December 14, 20172 min read

Being of the few black males in my school system, I felt alone and earmarked to fail.

Walking down the school halls I felt alone

The only brown kernel in a maze of white popcorn

I sheltered myself within the confines of my brain

“Speak only when spoken to” “Do the absolute minimum” “Don’t offend anybody”

Mottos I lived by

I felt most alone during lunch

The white mush of bland casserole and whatever in an Italian dunker helped me realized the environment I was in.

Unseasoned. Uncultured. Lacking the black pepper that was the spice and jazz of my people.

I was not the fastest runner in school. Yet when we played tag the others kids did not follow me. I guess they didn’t want to catch blackness.

I was one of the smartest kids in the class. Yet they put me in the back, said statistically I was supposed to lack behind my white, I mean bright, classmates. But if they peeled my skin back.

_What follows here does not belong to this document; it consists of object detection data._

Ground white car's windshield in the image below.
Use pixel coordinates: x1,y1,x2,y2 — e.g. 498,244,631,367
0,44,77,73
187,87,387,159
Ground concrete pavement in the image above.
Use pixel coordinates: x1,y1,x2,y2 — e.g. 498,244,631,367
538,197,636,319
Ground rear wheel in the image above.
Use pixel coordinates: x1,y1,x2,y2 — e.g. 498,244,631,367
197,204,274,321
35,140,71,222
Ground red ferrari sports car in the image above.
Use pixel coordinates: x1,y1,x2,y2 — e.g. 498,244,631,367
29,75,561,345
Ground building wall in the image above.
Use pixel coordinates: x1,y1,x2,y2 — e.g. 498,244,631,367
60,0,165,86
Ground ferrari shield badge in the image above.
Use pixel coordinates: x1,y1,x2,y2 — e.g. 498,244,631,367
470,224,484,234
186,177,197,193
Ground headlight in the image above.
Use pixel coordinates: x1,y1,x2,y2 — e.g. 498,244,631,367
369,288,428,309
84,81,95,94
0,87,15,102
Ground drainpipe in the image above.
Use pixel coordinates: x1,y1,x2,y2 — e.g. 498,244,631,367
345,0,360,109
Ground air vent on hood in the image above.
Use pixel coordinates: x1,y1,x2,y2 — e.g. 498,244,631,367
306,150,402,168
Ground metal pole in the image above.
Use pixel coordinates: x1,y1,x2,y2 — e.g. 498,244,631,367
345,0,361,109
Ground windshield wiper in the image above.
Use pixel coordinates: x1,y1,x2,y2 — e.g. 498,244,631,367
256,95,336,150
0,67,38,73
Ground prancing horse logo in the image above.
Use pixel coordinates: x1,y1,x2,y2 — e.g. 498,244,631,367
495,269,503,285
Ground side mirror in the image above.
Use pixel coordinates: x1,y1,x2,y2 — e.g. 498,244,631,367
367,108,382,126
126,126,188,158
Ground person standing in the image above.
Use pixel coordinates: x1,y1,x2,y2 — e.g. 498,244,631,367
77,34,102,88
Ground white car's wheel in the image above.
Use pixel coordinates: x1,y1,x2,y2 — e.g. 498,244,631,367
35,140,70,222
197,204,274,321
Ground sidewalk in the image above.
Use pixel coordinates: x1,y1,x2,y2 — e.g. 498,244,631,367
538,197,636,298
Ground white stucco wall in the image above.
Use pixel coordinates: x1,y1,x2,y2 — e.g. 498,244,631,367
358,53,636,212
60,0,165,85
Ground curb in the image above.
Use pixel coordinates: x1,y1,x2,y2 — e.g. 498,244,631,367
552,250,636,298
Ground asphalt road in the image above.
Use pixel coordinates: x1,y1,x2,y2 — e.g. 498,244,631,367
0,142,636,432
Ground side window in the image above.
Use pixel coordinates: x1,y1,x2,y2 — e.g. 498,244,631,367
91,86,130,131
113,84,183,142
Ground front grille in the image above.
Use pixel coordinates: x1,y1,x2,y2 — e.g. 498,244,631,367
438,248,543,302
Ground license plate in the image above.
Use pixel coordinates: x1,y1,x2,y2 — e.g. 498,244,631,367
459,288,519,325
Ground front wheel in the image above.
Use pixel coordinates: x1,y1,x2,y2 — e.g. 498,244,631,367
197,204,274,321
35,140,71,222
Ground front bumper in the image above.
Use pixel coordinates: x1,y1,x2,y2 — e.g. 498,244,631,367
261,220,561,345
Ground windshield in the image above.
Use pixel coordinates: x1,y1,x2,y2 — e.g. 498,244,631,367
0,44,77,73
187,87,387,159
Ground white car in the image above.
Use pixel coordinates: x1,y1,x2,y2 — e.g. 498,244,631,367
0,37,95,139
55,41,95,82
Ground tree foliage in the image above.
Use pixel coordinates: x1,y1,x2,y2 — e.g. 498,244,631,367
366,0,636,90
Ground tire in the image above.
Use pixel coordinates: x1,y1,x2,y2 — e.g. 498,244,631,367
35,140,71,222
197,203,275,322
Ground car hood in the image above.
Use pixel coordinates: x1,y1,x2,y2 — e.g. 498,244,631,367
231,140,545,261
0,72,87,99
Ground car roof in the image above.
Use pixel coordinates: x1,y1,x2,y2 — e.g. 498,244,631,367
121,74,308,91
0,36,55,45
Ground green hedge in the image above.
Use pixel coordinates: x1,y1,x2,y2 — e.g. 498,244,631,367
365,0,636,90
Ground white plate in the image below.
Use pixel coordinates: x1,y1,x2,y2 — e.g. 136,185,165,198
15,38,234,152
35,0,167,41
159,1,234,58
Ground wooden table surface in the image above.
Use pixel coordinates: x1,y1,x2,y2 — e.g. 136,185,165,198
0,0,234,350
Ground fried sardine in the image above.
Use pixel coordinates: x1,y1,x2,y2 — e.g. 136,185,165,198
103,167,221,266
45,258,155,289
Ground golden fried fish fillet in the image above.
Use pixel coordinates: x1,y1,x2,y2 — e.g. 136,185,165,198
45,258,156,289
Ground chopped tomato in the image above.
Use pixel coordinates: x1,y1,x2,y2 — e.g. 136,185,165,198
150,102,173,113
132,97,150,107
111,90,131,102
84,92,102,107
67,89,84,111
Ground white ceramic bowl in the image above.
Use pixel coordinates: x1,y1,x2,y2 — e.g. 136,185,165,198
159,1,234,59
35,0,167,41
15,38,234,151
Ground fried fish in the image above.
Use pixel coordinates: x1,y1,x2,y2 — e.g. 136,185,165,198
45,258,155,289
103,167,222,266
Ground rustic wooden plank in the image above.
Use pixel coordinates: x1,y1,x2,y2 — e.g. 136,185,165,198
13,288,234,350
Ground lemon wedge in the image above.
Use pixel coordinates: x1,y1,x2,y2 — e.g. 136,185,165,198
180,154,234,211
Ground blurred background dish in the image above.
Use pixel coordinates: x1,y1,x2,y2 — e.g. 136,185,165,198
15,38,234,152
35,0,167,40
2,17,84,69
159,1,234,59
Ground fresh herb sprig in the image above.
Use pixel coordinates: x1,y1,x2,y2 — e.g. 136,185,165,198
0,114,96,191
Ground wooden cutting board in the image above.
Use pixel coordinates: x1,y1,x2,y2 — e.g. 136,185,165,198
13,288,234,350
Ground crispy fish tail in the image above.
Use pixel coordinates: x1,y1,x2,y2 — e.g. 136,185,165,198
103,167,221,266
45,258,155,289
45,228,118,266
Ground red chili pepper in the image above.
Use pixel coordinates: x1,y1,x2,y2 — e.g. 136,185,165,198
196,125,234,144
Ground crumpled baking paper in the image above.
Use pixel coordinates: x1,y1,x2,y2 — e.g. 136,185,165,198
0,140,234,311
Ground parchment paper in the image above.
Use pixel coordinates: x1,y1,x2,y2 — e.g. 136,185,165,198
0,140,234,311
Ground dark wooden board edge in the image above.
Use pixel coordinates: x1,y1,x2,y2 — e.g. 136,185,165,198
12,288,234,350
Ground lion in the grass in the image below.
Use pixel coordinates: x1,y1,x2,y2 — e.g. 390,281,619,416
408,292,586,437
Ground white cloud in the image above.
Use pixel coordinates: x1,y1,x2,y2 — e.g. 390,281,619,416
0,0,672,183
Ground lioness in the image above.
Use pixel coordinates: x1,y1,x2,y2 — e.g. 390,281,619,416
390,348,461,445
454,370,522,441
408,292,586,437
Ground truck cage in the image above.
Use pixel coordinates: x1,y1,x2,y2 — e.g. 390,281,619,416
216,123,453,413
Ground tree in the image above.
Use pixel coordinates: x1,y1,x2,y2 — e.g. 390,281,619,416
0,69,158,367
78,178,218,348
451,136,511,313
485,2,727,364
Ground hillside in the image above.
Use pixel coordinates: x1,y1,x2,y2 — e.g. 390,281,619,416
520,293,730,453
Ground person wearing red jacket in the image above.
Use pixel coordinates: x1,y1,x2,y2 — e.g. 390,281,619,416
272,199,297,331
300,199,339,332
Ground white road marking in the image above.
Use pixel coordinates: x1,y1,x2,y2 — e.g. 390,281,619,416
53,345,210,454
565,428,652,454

If they looked past the black.

They would find gold. In every little chocolate boy and girl. If you stop watering a plant it dies. If you stop encouraging students, their motivation dies. We should be teaching children how to build themselves rather than investing in more jail cells. The children are the future so why are we keeping them in the past. Last year a third of the kids sent to jail looked like me, while we make up a tenth of the population in this country. We as a society are to blame.

We scream BLACK LIVES MATTER from the top of our lungs but forget that BLACK MINDS MATTER as well.

Sow into our students.

All of our students.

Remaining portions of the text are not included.